Jamaica & the IMF
According to a 2009 Bank of Jamaica Quarterly Policy Report:
“The fundamental mission of the International Monetary Fund (IMF) is to help ensure stability in the international monetary system. It does so by keeping track of the global economy and the economies of member countries and providing financing and policy support to countries experiencing balance of payments (BOP) difficulties with the aim of remedying underlying problems. IMF financing provides a cushion that eases the adjustment policies and reforms that a country must make to correct its BOP problem and restore conditions for economic growth. The loan period can range from as short as three months to as long as 3 years, depending on the loan arrangement.
Jamaica’s Experience With The IMF
“Jamaica became a member of the IMF on 21 February 1963. In June 1963, the country entered into a one-year Stand-By Arrangement (SBA) with the Fund, which permitted drawings up to a limit of SDR 10 million. However, the Arrangement expired in June 1964, unutilized. It was not until June 1973 that the country returned to borrow from the IMF and continued various arrangements until 1996, when it terminated its borrowing arrangement. Jamaica however, remained a member of the IMF and in 2001, agreed on an Intensified Surveillance Program (ISP) – a Staff Monitored Program – with the Fund.

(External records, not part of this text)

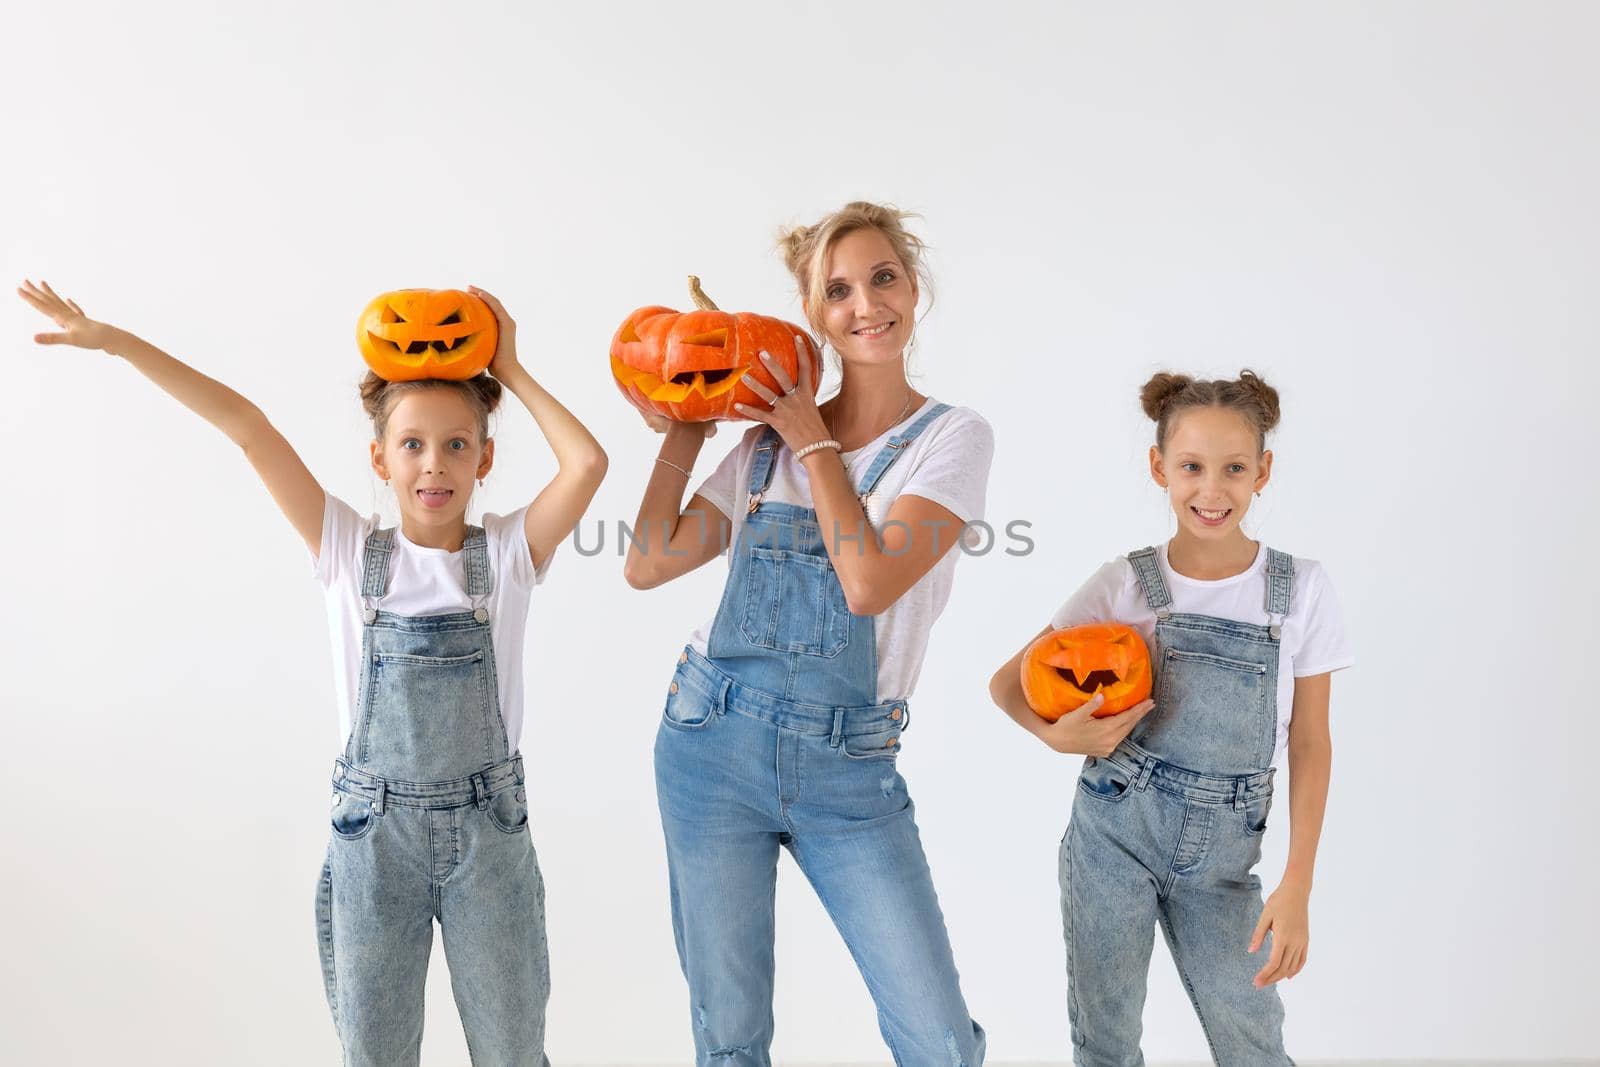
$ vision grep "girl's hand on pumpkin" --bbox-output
[1037,695,1155,757]
[468,286,520,376]
[1249,882,1310,987]
[17,280,120,352]
[733,334,831,453]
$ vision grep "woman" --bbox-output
[625,202,991,1065]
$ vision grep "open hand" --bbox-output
[17,280,119,352]
[467,285,520,378]
[1249,882,1310,987]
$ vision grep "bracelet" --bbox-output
[793,439,842,461]
[655,456,693,479]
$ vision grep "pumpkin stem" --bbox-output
[687,275,720,312]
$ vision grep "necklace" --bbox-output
[838,393,919,472]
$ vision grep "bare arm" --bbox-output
[470,289,608,573]
[1248,670,1333,987]
[623,419,731,589]
[989,623,1156,755]
[18,280,324,554]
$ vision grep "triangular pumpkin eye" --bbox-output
[440,310,462,326]
[382,306,408,324]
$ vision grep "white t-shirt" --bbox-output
[312,493,550,753]
[688,399,994,703]
[1049,542,1354,767]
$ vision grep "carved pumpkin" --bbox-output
[357,289,499,381]
[1021,623,1153,721]
[610,276,818,422]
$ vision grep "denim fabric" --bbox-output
[1057,546,1297,1066]
[316,525,550,1067]
[657,649,984,1066]
[656,402,984,1066]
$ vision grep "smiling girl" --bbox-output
[16,279,607,1066]
[990,370,1353,1065]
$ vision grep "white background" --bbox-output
[1,2,1595,1063]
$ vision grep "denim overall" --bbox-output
[655,403,986,1066]
[315,526,551,1067]
[1058,546,1296,1067]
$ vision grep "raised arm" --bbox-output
[18,279,325,554]
[470,288,608,572]
[622,417,731,589]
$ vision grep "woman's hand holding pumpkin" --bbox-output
[17,280,121,353]
[1035,694,1156,758]
[734,334,831,454]
[467,286,520,378]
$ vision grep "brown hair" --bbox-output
[777,201,932,342]
[1140,369,1281,452]
[359,372,503,442]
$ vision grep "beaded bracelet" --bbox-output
[793,439,843,461]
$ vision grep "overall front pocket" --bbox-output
[738,547,851,657]
[361,650,494,776]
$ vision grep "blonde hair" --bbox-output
[1140,369,1282,453]
[777,201,932,344]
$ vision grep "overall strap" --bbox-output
[1262,548,1295,639]
[360,527,397,599]
[462,525,492,598]
[853,402,953,498]
[1127,546,1173,620]
[744,427,784,514]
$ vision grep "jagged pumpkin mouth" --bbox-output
[366,309,484,357]
[1052,668,1124,692]
[610,325,749,402]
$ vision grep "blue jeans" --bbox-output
[1060,741,1290,1066]
[655,647,985,1066]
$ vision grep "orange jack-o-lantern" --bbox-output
[610,276,818,422]
[1021,623,1153,721]
[357,289,499,381]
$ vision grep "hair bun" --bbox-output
[1140,372,1194,421]
[1236,369,1280,433]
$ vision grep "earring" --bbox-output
[478,478,484,488]
[383,479,389,487]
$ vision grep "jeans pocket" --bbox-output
[329,791,375,840]
[485,785,530,834]
[839,722,903,761]
[1076,756,1134,802]
[1242,789,1274,836]
[661,675,718,732]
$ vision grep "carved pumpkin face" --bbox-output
[357,289,499,382]
[610,276,818,422]
[1021,623,1153,721]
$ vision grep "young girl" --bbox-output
[989,371,1352,1065]
[623,203,990,1064]
[17,279,607,1066]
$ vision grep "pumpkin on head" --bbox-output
[357,289,498,382]
[610,276,817,422]
[1021,623,1153,721]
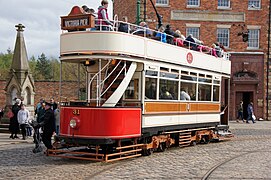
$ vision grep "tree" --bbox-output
[0,49,13,80]
[35,53,52,80]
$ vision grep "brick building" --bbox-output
[114,0,270,120]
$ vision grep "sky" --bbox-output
[0,0,113,58]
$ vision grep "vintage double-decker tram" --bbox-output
[48,7,232,162]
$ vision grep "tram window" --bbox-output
[160,67,169,72]
[213,85,220,101]
[145,78,157,100]
[181,71,189,75]
[160,72,179,79]
[198,84,211,101]
[213,80,220,84]
[181,82,196,101]
[190,72,197,76]
[146,70,158,76]
[125,80,138,99]
[181,75,197,81]
[198,77,212,83]
[159,79,178,100]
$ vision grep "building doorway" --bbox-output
[235,91,253,120]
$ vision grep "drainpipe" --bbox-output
[267,1,271,120]
[136,0,141,25]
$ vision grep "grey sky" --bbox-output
[0,0,113,58]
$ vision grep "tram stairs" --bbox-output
[101,61,131,104]
[179,131,192,148]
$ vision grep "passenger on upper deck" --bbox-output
[133,22,152,37]
[164,24,175,44]
[97,0,113,31]
[118,16,130,33]
[154,26,167,43]
[184,34,203,51]
[173,30,185,47]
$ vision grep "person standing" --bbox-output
[246,102,256,123]
[236,101,244,122]
[17,104,30,140]
[54,104,60,135]
[97,0,113,30]
[9,98,21,139]
[37,102,56,150]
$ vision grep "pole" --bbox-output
[136,0,141,25]
[266,0,271,120]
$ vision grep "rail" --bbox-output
[63,17,230,60]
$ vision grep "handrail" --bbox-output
[100,62,126,97]
[83,18,230,60]
[87,60,112,102]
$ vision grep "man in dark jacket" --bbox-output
[38,102,55,149]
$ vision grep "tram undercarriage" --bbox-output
[47,125,233,162]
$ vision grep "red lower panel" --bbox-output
[60,107,141,139]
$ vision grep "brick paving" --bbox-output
[0,120,271,179]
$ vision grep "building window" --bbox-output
[217,28,229,48]
[248,29,259,48]
[156,0,168,5]
[248,0,260,8]
[186,27,199,40]
[218,0,230,8]
[187,0,200,6]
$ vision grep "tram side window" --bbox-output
[159,79,178,100]
[198,84,211,101]
[213,85,220,101]
[181,82,196,101]
[145,78,157,100]
[125,80,139,99]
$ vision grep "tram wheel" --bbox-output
[158,142,167,152]
[201,136,210,144]
[142,148,153,156]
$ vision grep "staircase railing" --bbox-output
[87,60,126,106]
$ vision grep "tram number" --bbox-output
[72,109,80,115]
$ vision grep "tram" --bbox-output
[48,6,232,162]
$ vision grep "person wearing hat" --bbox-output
[36,101,56,150]
[9,98,21,139]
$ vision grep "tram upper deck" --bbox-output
[60,20,231,76]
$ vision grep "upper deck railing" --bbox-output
[62,16,230,61]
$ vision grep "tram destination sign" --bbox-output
[61,14,95,30]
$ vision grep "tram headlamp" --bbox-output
[70,119,77,128]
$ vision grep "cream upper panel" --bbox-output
[60,31,231,75]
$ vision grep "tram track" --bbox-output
[201,147,271,180]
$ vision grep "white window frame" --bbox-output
[187,0,200,7]
[248,0,261,9]
[217,28,229,48]
[247,29,259,49]
[218,0,230,8]
[186,27,200,40]
[156,0,169,6]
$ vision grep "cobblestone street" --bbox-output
[1,120,271,180]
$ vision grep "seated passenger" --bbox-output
[145,82,157,99]
[160,86,173,99]
[210,44,218,57]
[133,22,152,37]
[118,16,129,33]
[180,89,191,101]
[164,24,175,44]
[215,42,224,57]
[184,34,196,50]
[173,30,185,47]
[154,26,167,43]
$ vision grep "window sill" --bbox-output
[155,5,170,8]
[186,5,200,8]
[217,7,232,10]
[246,47,260,50]
[248,7,261,10]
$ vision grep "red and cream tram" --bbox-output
[49,7,232,162]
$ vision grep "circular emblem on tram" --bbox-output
[186,52,193,64]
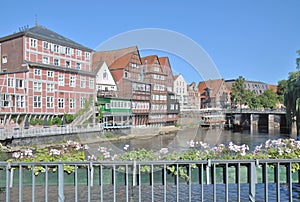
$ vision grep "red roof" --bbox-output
[198,79,224,98]
[92,46,138,67]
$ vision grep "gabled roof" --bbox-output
[0,25,92,51]
[159,57,173,75]
[93,46,138,67]
[173,75,180,80]
[198,79,225,98]
[141,55,159,65]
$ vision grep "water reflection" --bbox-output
[88,127,292,155]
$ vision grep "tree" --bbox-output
[258,89,278,109]
[277,79,287,104]
[244,89,261,109]
[285,70,300,134]
[230,76,246,109]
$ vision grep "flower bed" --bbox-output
[7,138,300,177]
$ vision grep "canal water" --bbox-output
[87,127,292,156]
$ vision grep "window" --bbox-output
[43,41,49,49]
[58,74,64,86]
[124,71,130,78]
[2,56,7,63]
[89,78,94,89]
[70,76,76,87]
[80,97,85,108]
[34,69,41,76]
[42,56,49,64]
[33,96,42,108]
[76,63,81,70]
[33,82,42,91]
[46,96,54,108]
[80,76,86,88]
[54,59,59,66]
[65,47,71,55]
[30,38,37,48]
[16,95,25,108]
[69,98,75,109]
[53,44,60,53]
[7,78,14,88]
[16,79,24,88]
[1,94,12,107]
[58,98,64,109]
[76,50,82,56]
[66,61,70,68]
[47,71,54,77]
[46,83,54,92]
[85,52,90,60]
[132,63,137,68]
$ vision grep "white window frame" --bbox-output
[1,94,12,107]
[80,76,86,88]
[89,78,94,89]
[76,50,82,56]
[69,98,76,109]
[65,61,70,68]
[7,78,14,88]
[76,63,81,70]
[47,71,54,78]
[80,97,85,108]
[34,69,41,76]
[33,82,42,92]
[53,58,60,66]
[46,83,54,92]
[16,95,25,108]
[16,79,24,89]
[42,56,49,64]
[58,74,64,86]
[43,41,49,49]
[58,98,64,109]
[53,44,60,53]
[30,38,37,48]
[33,96,42,108]
[70,76,76,87]
[85,52,90,60]
[46,96,54,108]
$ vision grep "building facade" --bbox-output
[142,55,168,125]
[173,75,188,111]
[198,79,229,108]
[93,46,151,126]
[0,25,95,127]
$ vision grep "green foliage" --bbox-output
[277,79,287,104]
[64,114,75,124]
[284,70,300,133]
[258,89,278,109]
[230,76,246,107]
[51,117,62,125]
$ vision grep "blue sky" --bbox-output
[0,0,299,84]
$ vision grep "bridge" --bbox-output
[224,109,288,134]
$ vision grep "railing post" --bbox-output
[249,161,257,202]
[58,164,64,202]
[6,162,11,202]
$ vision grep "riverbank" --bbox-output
[0,126,181,152]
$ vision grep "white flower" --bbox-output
[160,148,169,154]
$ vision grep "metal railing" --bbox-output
[0,123,104,140]
[0,159,300,201]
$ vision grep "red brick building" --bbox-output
[141,55,168,125]
[93,46,151,126]
[0,25,95,127]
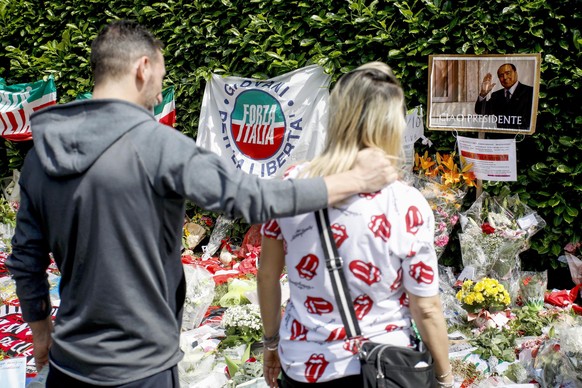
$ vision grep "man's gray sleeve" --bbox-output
[137,124,328,224]
[5,185,52,322]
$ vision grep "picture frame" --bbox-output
[427,54,541,135]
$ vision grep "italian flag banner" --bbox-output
[197,65,330,178]
[76,86,176,127]
[0,76,57,141]
[154,86,176,127]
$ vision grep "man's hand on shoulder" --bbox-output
[323,147,398,205]
[352,147,398,193]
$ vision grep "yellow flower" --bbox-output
[474,292,485,303]
[456,290,463,302]
[483,286,494,296]
[459,277,511,311]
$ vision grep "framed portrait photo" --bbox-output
[427,54,541,135]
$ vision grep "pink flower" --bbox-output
[438,222,447,232]
[435,235,449,247]
[565,242,581,254]
[450,215,459,225]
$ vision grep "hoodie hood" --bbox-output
[31,99,154,177]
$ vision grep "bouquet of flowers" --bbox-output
[456,277,511,314]
[407,152,476,258]
[457,277,511,329]
[220,304,263,348]
[562,242,582,286]
[183,213,215,251]
[533,321,582,387]
[458,189,545,284]
[518,271,547,311]
[182,264,216,330]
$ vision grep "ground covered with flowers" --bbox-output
[0,154,581,387]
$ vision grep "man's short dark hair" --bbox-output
[498,63,517,72]
[90,20,164,85]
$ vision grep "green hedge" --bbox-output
[1,0,580,273]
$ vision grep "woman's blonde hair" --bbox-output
[304,61,405,178]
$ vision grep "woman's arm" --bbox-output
[408,293,454,387]
[257,236,286,388]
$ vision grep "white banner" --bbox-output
[196,65,330,178]
[403,106,426,171]
[457,135,517,181]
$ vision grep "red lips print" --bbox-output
[343,338,360,354]
[349,260,381,286]
[399,292,409,307]
[290,319,308,341]
[409,261,435,284]
[353,294,373,320]
[304,354,329,383]
[405,206,424,235]
[331,223,348,248]
[385,324,399,332]
[358,190,381,199]
[390,267,403,291]
[304,296,334,315]
[326,327,346,341]
[368,214,391,242]
[262,219,281,238]
[296,254,319,280]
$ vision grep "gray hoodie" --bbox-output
[6,99,327,384]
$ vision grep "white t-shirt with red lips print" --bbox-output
[260,164,440,384]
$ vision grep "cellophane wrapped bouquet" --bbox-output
[518,270,547,311]
[458,189,546,299]
[408,152,476,258]
[532,318,582,387]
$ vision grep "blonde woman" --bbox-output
[258,62,453,388]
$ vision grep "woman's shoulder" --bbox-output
[282,162,310,180]
[386,180,425,199]
[384,180,432,211]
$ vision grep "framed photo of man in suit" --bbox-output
[427,54,541,135]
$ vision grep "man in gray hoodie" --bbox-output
[6,20,396,387]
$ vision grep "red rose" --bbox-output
[481,222,495,234]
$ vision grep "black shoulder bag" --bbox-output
[314,208,436,388]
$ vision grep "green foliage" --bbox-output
[509,305,561,337]
[0,0,580,273]
[0,196,16,226]
[469,327,517,362]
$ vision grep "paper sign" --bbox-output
[0,357,26,388]
[457,135,517,181]
[402,106,425,171]
[517,213,538,230]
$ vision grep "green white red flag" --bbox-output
[153,86,176,127]
[76,86,176,127]
[0,76,57,141]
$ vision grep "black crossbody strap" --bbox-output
[315,208,362,338]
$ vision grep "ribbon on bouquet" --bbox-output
[467,309,511,329]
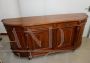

Jamaica’s borrowing arrangements with the Fund between 1973 and 1996 were largely aimed at correcting balance of payments problems arising from negative economic and financial trends including commodity price shocks (in particular oil), and high inflation. Whereas loans from the IMF are not available to the Government for project spending or on-lending, it was anticipated that borrowing from the IMF would create a platform for investment inflows which would lead to economic growth and development.”